Document status: draft - 04 Mar 2020 - apucher

As Pinot moves forward and becomes easier to set up and explore for humans, we're hitting a limit in terms of (a) what data sets we can include and (b) how much data we can package with the distribution. This is true for both, the source distributions and the pre-made docker images. Many public data sets are available for personal or academic use only and therefore, strictly speaking, prevent Apache Pinot from packaging or including them in other ways. Additionally, we can only package so much data before bloating the size of the repository and images. Finally, pre-existing data sets may not be able to showcase or stress a very specific part of Pinot for testing or demonstration purposes.

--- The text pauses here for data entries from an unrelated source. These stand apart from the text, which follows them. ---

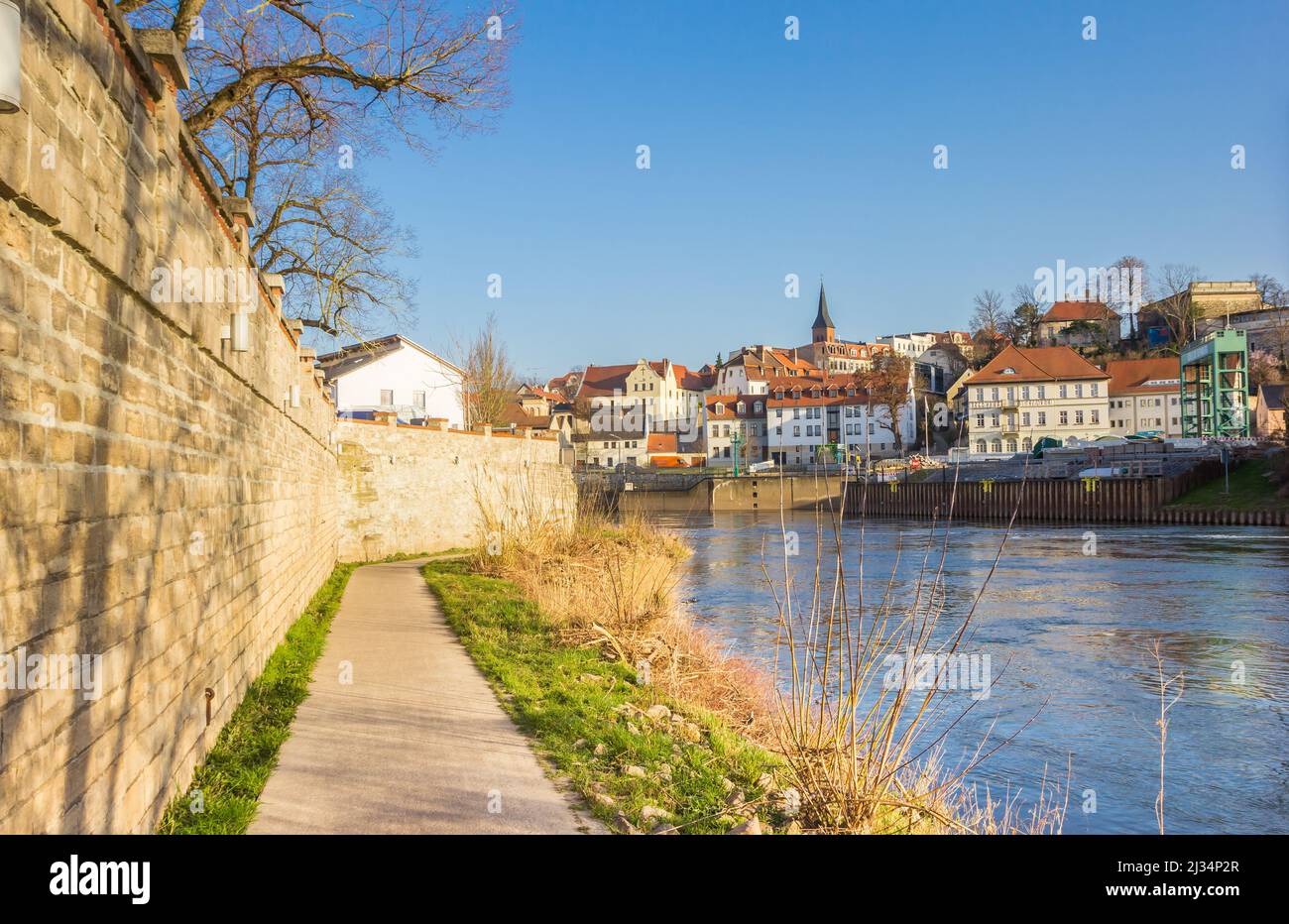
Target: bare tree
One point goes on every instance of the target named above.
(490, 385)
(1271, 290)
(1128, 301)
(1177, 309)
(288, 93)
(989, 316)
(1022, 325)
(887, 386)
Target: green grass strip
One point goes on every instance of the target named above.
(245, 752)
(1250, 490)
(574, 703)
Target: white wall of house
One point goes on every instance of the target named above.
(408, 381)
(1013, 417)
(1133, 412)
(795, 433)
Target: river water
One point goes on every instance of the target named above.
(1068, 636)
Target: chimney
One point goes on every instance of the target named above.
(163, 47)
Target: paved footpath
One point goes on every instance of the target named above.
(416, 744)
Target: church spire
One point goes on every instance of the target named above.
(823, 327)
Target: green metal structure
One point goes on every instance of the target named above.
(1215, 373)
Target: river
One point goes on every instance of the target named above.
(1069, 636)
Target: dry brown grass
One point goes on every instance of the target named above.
(610, 583)
(862, 751)
(859, 755)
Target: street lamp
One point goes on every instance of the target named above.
(11, 56)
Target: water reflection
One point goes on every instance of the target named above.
(1073, 632)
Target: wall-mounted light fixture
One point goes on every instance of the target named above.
(11, 56)
(236, 331)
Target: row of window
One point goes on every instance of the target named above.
(1094, 390)
(723, 429)
(387, 399)
(1143, 403)
(1062, 419)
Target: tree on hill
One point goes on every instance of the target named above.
(289, 99)
(887, 386)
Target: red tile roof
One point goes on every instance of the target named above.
(1129, 377)
(1079, 310)
(841, 385)
(602, 381)
(1036, 364)
(730, 404)
(664, 442)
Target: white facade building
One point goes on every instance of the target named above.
(802, 421)
(395, 374)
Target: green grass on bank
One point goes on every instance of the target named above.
(589, 719)
(245, 752)
(1250, 490)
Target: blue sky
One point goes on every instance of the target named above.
(815, 156)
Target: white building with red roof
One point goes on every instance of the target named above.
(1025, 395)
(1145, 396)
(806, 417)
(1074, 323)
(653, 396)
(734, 426)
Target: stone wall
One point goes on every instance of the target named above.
(412, 489)
(166, 503)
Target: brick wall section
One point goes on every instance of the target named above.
(410, 489)
(160, 503)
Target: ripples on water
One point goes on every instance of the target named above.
(1073, 633)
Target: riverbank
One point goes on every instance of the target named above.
(658, 727)
(643, 760)
(1253, 489)
(1068, 622)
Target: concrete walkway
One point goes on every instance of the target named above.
(416, 744)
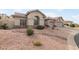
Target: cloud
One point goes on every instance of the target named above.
(75, 17)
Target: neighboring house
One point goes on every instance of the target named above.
(31, 18)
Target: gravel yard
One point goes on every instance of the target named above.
(16, 39)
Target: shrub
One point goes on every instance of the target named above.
(66, 24)
(72, 25)
(40, 27)
(4, 26)
(30, 32)
(37, 43)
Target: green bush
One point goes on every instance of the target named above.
(40, 27)
(37, 43)
(72, 25)
(4, 26)
(30, 32)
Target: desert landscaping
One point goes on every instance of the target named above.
(18, 39)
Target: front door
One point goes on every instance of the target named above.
(22, 23)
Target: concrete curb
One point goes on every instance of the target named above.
(71, 43)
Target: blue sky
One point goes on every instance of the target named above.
(67, 14)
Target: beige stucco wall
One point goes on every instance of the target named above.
(5, 20)
(30, 18)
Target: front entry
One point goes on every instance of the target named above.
(22, 23)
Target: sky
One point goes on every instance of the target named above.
(67, 14)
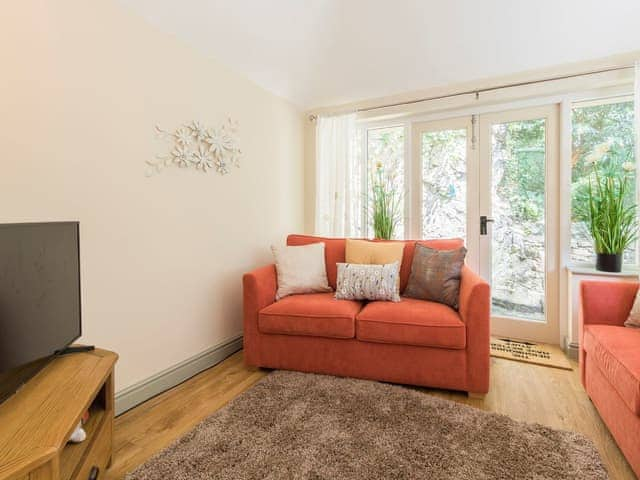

One way we could work around this limitation is by generating synthetic "mock" data that looks and feels like real datasets without actually including the original data. Instead of shipping pre-made data sets we can generate time series on-demand from templates and features that we designed or extracted previously. This works around both licensing and capacity issues, and allows us to generate well-suited testing and demo data on-demand.

Proposed approach

We want to add support for complex data generator "templates" to pinot-admin. The existing tool already has rudimentary abilities to generate data for benchmarking or testing, but this data is strictly random noise and usually unsuited for dimensional breakdowns. We propose to add generator templates that produce time series that would appear familiar to developers, analysts, and other stakeholders of businesses and intuitively "make sense". For example, these templates could produce diurnal (day-night) page view and click time series for an imaginary website or long-tail (spiky) error metrics that sensibly de-compose into multiple dimensions. This approach is trivially extensible and new templates can be added as needed.

We would re-use pinot-admins "GenerateData" command and extend the existing schema-annotations with a "template" property that enables both pinot contributors as well as pinot users to configure arbitrary generator templates in the familiar JSON format. We provide several examples below.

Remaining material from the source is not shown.